DatasetIsBinary Op

Hello everyone,

I’ve started writing this small utility Op for ImageJ, which checks whether a Dataset is binary. A little background: BoneJ features many plugins that presuppose that the input image has been thresholded. That is, the image should only feature two different values: one for foreground particles (traditionally white), and one for background particles (black). In BoneJ1 an ImagePlus is considered binary if its type is GRAY8, and it has only white (255) or black (0) values.
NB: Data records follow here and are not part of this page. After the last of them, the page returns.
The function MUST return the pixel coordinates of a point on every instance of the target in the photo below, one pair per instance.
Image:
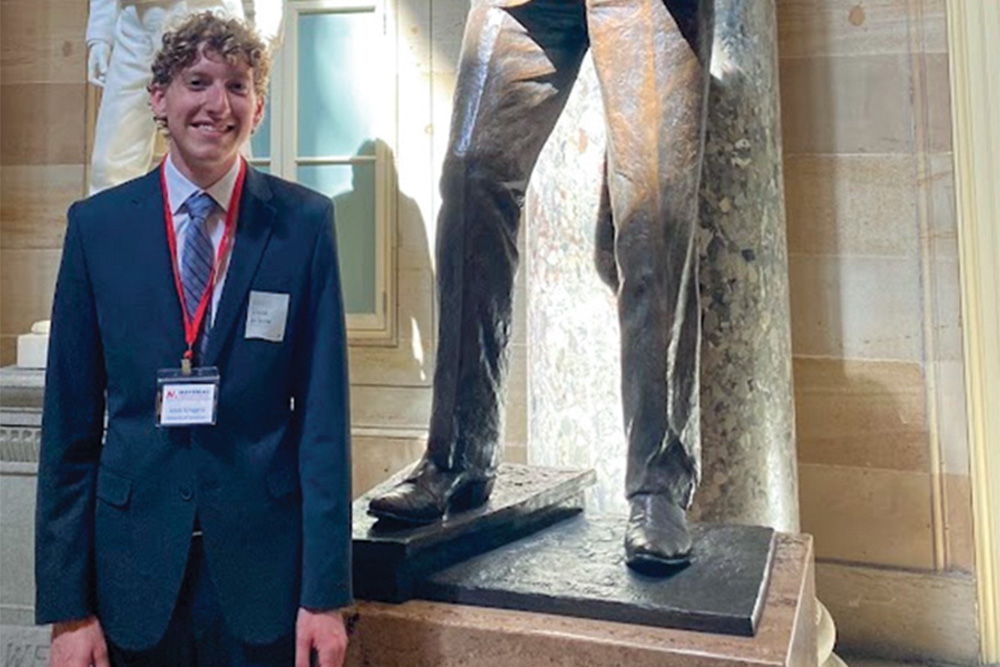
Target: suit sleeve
(325, 445)
(72, 429)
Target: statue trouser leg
(517, 68)
(654, 83)
(124, 132)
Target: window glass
(352, 188)
(334, 81)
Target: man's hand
(323, 631)
(97, 62)
(78, 644)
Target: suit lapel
(253, 229)
(154, 256)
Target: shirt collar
(179, 188)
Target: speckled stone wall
(573, 364)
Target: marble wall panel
(939, 190)
(901, 615)
(42, 123)
(847, 27)
(856, 307)
(847, 104)
(852, 205)
(958, 523)
(375, 457)
(34, 203)
(865, 414)
(390, 407)
(867, 515)
(8, 349)
(27, 282)
(43, 42)
(936, 98)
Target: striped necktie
(199, 256)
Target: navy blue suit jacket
(270, 482)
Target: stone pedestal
(434, 634)
(577, 568)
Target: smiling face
(209, 110)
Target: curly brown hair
(231, 38)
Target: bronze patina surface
(518, 63)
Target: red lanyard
(193, 324)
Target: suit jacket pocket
(282, 482)
(113, 488)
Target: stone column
(748, 425)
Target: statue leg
(517, 68)
(651, 57)
(124, 132)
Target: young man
(200, 305)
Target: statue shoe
(656, 535)
(429, 492)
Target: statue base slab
(577, 568)
(391, 558)
(436, 634)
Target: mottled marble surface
(574, 402)
(573, 344)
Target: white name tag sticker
(187, 404)
(267, 313)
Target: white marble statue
(122, 37)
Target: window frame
(378, 327)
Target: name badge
(187, 399)
(267, 313)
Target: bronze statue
(519, 61)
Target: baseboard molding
(901, 615)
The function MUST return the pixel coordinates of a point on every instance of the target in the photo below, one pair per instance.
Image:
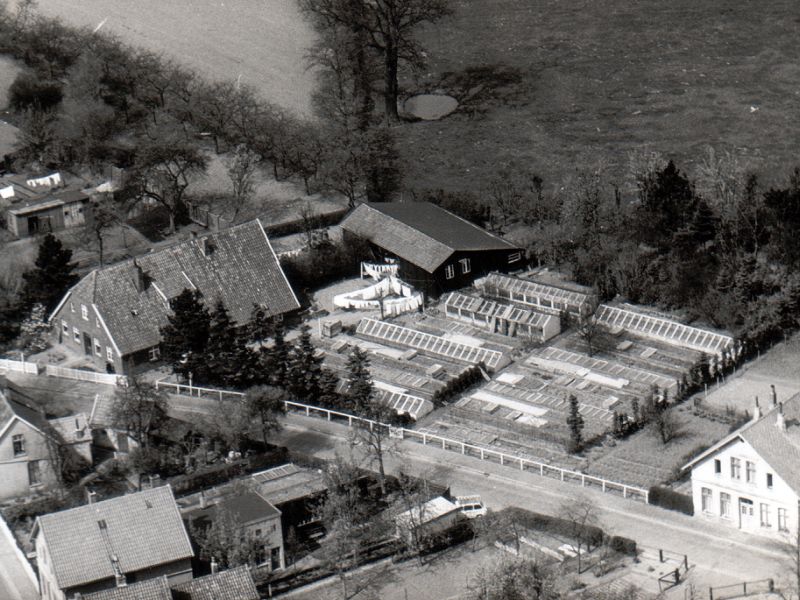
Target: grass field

Now a Dataset is a lot more generic than an ImagePlus. When should it be considered binary? Micheal (@mdoube ) and I think that it means that the Dataset contains only two distinct values. It doesn’t matter what those two values actually are, as long as one can be used for foreground and one for background. The current code reflects this assumption. We’d like to hear your opinions.

Thanks & best,
Richard

I think that whenever possible, you want to avoid iterating over all the values of all pixels of an image, since doing so might be very expensive for large and/or remote images. Hence, my vote would be to consider an image binary if it is of type B extends BooleanType<B> (in practice, either BoolType or BitType). Then you know it is binary. In Ops, we have converters for going between types; it should be the case that algorithms which require binary pixel(s)/image as input are always typed in this way. This is better too for reasoning about which outputs of which algorithms can be chained as inputs to other algorithms safely.
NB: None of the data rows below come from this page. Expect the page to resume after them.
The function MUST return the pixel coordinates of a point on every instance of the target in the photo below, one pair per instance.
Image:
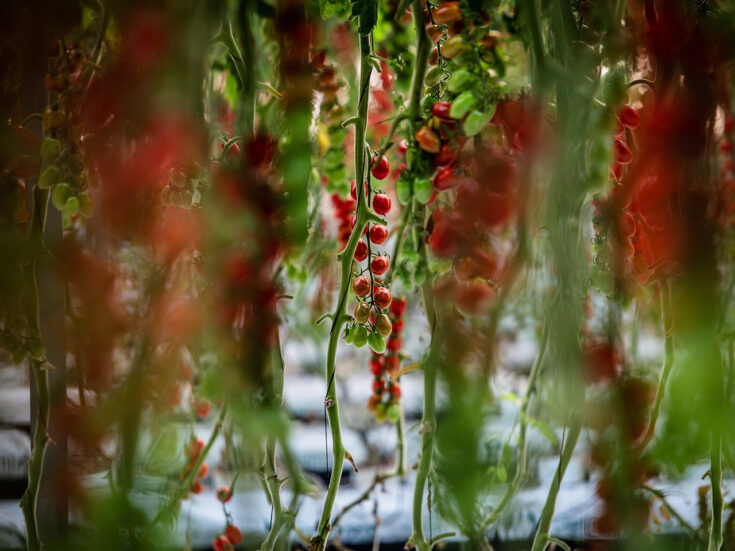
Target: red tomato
(361, 286)
(380, 168)
(441, 110)
(233, 534)
(361, 251)
(381, 296)
(378, 234)
(629, 117)
(444, 179)
(379, 265)
(381, 203)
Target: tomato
(380, 168)
(629, 117)
(381, 203)
(379, 265)
(378, 234)
(361, 286)
(428, 140)
(361, 251)
(382, 297)
(376, 342)
(359, 335)
(423, 190)
(444, 179)
(352, 224)
(441, 110)
(203, 408)
(224, 494)
(445, 156)
(447, 13)
(362, 312)
(454, 47)
(233, 534)
(622, 153)
(221, 543)
(383, 325)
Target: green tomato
(460, 80)
(422, 189)
(376, 342)
(476, 121)
(359, 336)
(403, 190)
(50, 150)
(48, 177)
(462, 104)
(60, 195)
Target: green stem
(520, 474)
(542, 531)
(340, 314)
(715, 534)
(667, 365)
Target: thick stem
(542, 531)
(340, 314)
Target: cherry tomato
(381, 203)
(629, 117)
(444, 179)
(362, 312)
(381, 297)
(445, 156)
(447, 12)
(378, 234)
(622, 153)
(383, 325)
(361, 251)
(361, 286)
(441, 110)
(380, 168)
(224, 494)
(379, 264)
(428, 140)
(233, 534)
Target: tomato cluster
(384, 366)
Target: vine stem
(667, 365)
(520, 473)
(363, 216)
(542, 531)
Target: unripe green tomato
(359, 336)
(362, 312)
(72, 206)
(383, 325)
(60, 195)
(376, 343)
(454, 47)
(403, 190)
(433, 76)
(462, 104)
(422, 189)
(393, 413)
(50, 150)
(48, 177)
(86, 204)
(476, 121)
(459, 80)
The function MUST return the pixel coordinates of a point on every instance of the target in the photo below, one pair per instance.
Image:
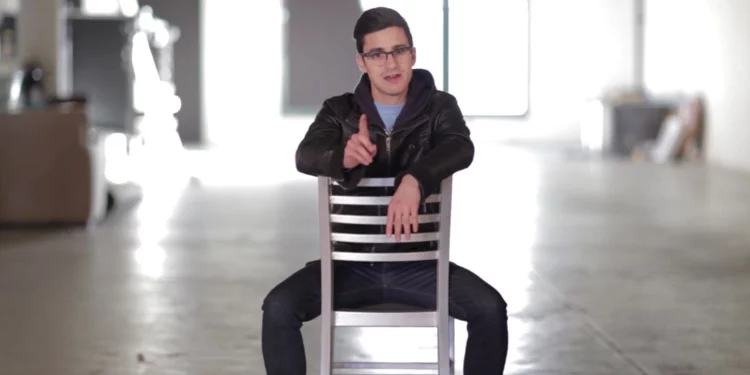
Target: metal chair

I get the general idea of this way of implementing the Op, but I didn’t get far when trying to implement it. First of the type of a Dataset can be RealType<?>, but a BoolType is not a subtype of this. Then there is an Op to convert a ComplexType to BitType, but not to Booltype. Also this Op cannot be called with a Dataset (opService.run("convert.bit", dataset)).

I also tried an approach where I checked with ConvertService.supports(dataset, BitType.class) if a Dataset is binary, but that didn’t work either. I have a difficult time grasping how to still work with Datasets, but ensure its certain type.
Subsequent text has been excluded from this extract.